All product capabilities, colors, and typography tokens are live in the Base Component File. The base component file is then published and added to all corresponding portals the client is offering.


Primitive colour, spacing, and semantic tokens were created to help define the colours and spacing used within the portals and becomes an outline for future clients as to the colours they need to provide.


Components were created to accommodate for the 4 primary portals and designed with flexible ease of use taking into consideration multiple aspects such as: what information is shown/hidden in respective portals.

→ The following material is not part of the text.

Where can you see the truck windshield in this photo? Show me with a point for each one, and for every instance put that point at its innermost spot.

Variables in the base component file were then set up based on a list provided that outlined all the features of each portal, what clients must have, what is optional, and determining features based on product type. The above images are variables set up according to the list that can be set to true or false. Once set to true or false, the library is published, and updated across all respective client portal files, setting those components to be shown/hidden.
Outcome & Impact
Although this project is still ongoing, this transformative project has had early positive results
Reduced Manual Work
All pages of the portals have been templated, designed with variables, and built with auto layout making them more flexible for to be turned/off. This reduced the time spent making adjustments to the layout, updating colours, and fonts.
Organized Workflow
Having a centralized file, Base Component file has increase the organization across multiple portal file. The file acts as a single source of truth.
Reduced Errors
Prior to Configuration Layer each design file had its own style guide. It was the responsibility of the designer to make sure all styles across all portals matched client branding. With the Base Component file errors are reduced by having all components, variables, and tokens referring to a single file.
Challenges & Key Lessons
Bumps along the way, and insights leanred
Challenge: Component Development
There were many challenges developing the components, thinking about the variable requirements, breakpoints, and flexibility. Our biggest challenge was developing components that would be accommodating across different languages, particularly french.
Lesson Take Away
During the beginning and middle stages of development, language wasn’t at the forefront and something we considered. When the PM’s brought this to our attention, there was a big lift to first get english finalized then figure out how we would accommodate for french.
We were able to find a plugin that exported all the english, translate english to french and re-import it back into figma.
This reduced days of the manual work required for the team to be able to visualize how the french screens would look. Based on the translations, we were able to revise component designs and layouts.